Sleep in complete darkness. Studies have shown that women who sleep in completely dark rooms have better hormone balance. Darkness increases the release of melatonin to promote better sleep and more alert wake cycles. This means no artificial light through the window (only moonlight is OK), no night lights, and no alarm clock shining into your eyes.

9. Alternate nostril breathing.  Once in bed, try this to help you sleep.  Hold the right nostril closed and take a deep breath lasting four seconds through the left nostril; hold for seven seconds, or as long as you can without straining; through the right nostril, exhale for eight seconds. Take in a breath through the right nostril for a count of four, hold it for seven seconds, and release it through the left for eight seconds. Repeat 10 times.

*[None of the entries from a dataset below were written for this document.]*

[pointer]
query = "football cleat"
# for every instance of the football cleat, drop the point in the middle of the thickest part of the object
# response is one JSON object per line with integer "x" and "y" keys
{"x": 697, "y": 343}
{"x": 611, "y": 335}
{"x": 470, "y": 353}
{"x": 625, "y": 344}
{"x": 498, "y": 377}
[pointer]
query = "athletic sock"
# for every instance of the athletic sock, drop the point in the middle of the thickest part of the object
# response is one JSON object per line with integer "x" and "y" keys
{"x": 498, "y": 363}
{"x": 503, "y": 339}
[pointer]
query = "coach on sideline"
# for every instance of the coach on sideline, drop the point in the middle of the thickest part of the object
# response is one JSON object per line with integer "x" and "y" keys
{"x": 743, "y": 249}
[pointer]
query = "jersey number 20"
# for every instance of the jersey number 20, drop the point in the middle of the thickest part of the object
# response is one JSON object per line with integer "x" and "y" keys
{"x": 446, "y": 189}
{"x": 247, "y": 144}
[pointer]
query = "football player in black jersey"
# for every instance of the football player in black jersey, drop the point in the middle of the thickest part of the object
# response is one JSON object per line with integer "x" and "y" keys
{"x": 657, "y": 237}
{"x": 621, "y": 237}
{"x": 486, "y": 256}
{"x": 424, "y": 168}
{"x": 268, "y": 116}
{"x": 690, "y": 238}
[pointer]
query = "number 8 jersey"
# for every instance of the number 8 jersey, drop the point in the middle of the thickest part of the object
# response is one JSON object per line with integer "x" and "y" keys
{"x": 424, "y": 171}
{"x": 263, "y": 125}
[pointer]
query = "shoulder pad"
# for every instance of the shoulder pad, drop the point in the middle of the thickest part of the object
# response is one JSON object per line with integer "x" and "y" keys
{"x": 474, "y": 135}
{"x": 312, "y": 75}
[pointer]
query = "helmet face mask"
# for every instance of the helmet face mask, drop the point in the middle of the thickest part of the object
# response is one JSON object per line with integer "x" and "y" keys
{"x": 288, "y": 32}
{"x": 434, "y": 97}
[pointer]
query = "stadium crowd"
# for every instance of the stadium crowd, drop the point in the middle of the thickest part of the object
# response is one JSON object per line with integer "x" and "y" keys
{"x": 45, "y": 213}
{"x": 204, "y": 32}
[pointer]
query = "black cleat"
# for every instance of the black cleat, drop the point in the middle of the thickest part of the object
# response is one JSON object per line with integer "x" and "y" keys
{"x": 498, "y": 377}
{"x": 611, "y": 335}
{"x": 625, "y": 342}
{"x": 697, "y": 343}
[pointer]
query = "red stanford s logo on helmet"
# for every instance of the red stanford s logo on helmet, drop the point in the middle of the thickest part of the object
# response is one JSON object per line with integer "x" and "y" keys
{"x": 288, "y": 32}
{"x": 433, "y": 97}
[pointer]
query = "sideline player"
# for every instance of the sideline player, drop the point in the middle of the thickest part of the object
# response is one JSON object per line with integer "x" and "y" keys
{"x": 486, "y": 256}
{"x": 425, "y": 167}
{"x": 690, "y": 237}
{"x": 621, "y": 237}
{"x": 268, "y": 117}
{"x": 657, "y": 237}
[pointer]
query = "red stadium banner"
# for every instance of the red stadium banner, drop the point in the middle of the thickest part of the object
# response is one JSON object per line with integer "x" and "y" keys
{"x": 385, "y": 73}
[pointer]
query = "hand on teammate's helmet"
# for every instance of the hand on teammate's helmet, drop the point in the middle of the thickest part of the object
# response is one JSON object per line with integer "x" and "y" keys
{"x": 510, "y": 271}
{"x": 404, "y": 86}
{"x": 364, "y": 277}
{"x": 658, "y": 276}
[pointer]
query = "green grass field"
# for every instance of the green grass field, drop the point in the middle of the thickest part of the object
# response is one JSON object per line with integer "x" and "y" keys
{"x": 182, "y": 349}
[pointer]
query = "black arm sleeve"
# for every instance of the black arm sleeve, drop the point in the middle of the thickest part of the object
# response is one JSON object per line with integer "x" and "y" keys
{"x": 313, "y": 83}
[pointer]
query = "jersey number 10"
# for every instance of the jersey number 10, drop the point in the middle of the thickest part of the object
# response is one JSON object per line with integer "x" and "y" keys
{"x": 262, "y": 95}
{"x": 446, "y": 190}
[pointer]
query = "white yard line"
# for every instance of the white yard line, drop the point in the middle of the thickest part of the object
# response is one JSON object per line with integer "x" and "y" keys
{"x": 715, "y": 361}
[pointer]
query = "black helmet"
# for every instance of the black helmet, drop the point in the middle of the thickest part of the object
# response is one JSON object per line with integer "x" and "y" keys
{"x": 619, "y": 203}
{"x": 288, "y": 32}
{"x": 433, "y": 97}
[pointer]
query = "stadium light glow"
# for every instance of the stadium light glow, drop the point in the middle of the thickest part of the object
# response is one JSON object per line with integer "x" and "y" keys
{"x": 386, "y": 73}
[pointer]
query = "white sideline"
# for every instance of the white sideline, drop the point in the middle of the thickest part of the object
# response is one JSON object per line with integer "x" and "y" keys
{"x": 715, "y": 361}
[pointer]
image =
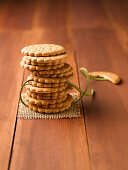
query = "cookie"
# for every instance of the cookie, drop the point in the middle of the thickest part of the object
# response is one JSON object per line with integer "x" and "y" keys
{"x": 39, "y": 97}
{"x": 54, "y": 75}
{"x": 57, "y": 59}
{"x": 30, "y": 67}
{"x": 51, "y": 80}
{"x": 36, "y": 84}
{"x": 63, "y": 69}
{"x": 43, "y": 50}
{"x": 45, "y": 89}
{"x": 36, "y": 102}
{"x": 55, "y": 108}
{"x": 55, "y": 95}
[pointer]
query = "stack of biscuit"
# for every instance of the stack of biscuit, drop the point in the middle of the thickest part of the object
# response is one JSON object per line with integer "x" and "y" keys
{"x": 47, "y": 92}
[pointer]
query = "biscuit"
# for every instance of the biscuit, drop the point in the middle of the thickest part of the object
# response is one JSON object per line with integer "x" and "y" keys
{"x": 45, "y": 89}
{"x": 49, "y": 67}
{"x": 44, "y": 110}
{"x": 43, "y": 50}
{"x": 36, "y": 84}
{"x": 53, "y": 108}
{"x": 54, "y": 75}
{"x": 54, "y": 95}
{"x": 51, "y": 80}
{"x": 39, "y": 97}
{"x": 63, "y": 69}
{"x": 58, "y": 59}
{"x": 36, "y": 102}
{"x": 114, "y": 78}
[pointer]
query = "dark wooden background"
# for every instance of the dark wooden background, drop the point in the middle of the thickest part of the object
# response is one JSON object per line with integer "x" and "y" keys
{"x": 98, "y": 31}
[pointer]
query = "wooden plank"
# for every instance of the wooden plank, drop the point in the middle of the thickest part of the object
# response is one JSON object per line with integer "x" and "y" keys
{"x": 50, "y": 14}
{"x": 117, "y": 12}
{"x": 51, "y": 144}
{"x": 11, "y": 79}
{"x": 106, "y": 113}
{"x": 87, "y": 14}
{"x": 16, "y": 14}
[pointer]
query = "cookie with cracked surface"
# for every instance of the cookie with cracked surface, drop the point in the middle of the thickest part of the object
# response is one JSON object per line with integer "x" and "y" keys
{"x": 51, "y": 80}
{"x": 53, "y": 95}
{"x": 45, "y": 89}
{"x": 39, "y": 97}
{"x": 55, "y": 108}
{"x": 36, "y": 84}
{"x": 63, "y": 69}
{"x": 40, "y": 68}
{"x": 54, "y": 75}
{"x": 42, "y": 102}
{"x": 57, "y": 59}
{"x": 43, "y": 50}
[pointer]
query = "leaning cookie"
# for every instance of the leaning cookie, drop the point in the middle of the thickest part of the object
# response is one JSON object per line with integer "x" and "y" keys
{"x": 43, "y": 50}
{"x": 36, "y": 84}
{"x": 54, "y": 95}
{"x": 54, "y": 75}
{"x": 45, "y": 89}
{"x": 36, "y": 102}
{"x": 51, "y": 80}
{"x": 63, "y": 69}
{"x": 58, "y": 59}
{"x": 30, "y": 67}
{"x": 38, "y": 97}
{"x": 57, "y": 107}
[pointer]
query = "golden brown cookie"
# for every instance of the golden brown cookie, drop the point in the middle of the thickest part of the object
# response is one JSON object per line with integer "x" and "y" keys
{"x": 39, "y": 97}
{"x": 54, "y": 75}
{"x": 45, "y": 89}
{"x": 53, "y": 108}
{"x": 36, "y": 102}
{"x": 36, "y": 84}
{"x": 63, "y": 69}
{"x": 43, "y": 50}
{"x": 39, "y": 68}
{"x": 51, "y": 80}
{"x": 58, "y": 94}
{"x": 58, "y": 59}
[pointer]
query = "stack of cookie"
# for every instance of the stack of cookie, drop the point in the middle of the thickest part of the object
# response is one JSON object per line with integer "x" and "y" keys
{"x": 47, "y": 92}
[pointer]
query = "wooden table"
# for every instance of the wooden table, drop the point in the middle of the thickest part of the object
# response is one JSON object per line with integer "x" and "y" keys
{"x": 98, "y": 32}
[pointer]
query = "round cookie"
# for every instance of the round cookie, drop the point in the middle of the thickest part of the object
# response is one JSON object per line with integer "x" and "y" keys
{"x": 58, "y": 59}
{"x": 53, "y": 108}
{"x": 63, "y": 69}
{"x": 54, "y": 95}
{"x": 43, "y": 50}
{"x": 51, "y": 80}
{"x": 39, "y": 68}
{"x": 36, "y": 84}
{"x": 36, "y": 102}
{"x": 54, "y": 75}
{"x": 39, "y": 97}
{"x": 45, "y": 89}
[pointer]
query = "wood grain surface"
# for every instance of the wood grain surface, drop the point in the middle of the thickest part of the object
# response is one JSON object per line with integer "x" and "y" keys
{"x": 97, "y": 31}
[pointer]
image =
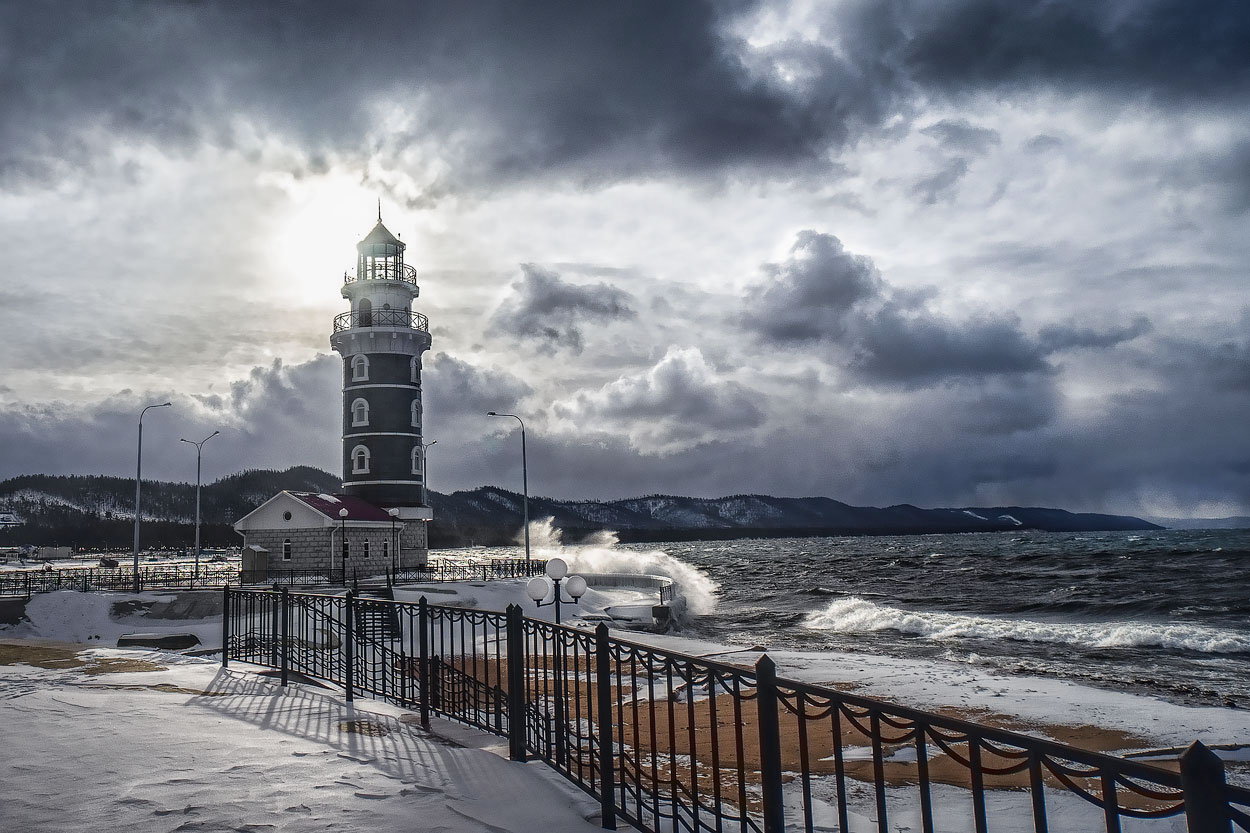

This will encourage nasal breathing, which is important for respiratory health. Through this breathing exercise, you can increase the secretion of melatonin, which protects against cancer, reduces anxiety, promotes hormone balance, and regulates the day and night cycle.

10. End your day with gratitude!  Take time to find one thing in your day to be thankful for. This is a great time to congratulate yourself on incorporating these new techniques into your routine.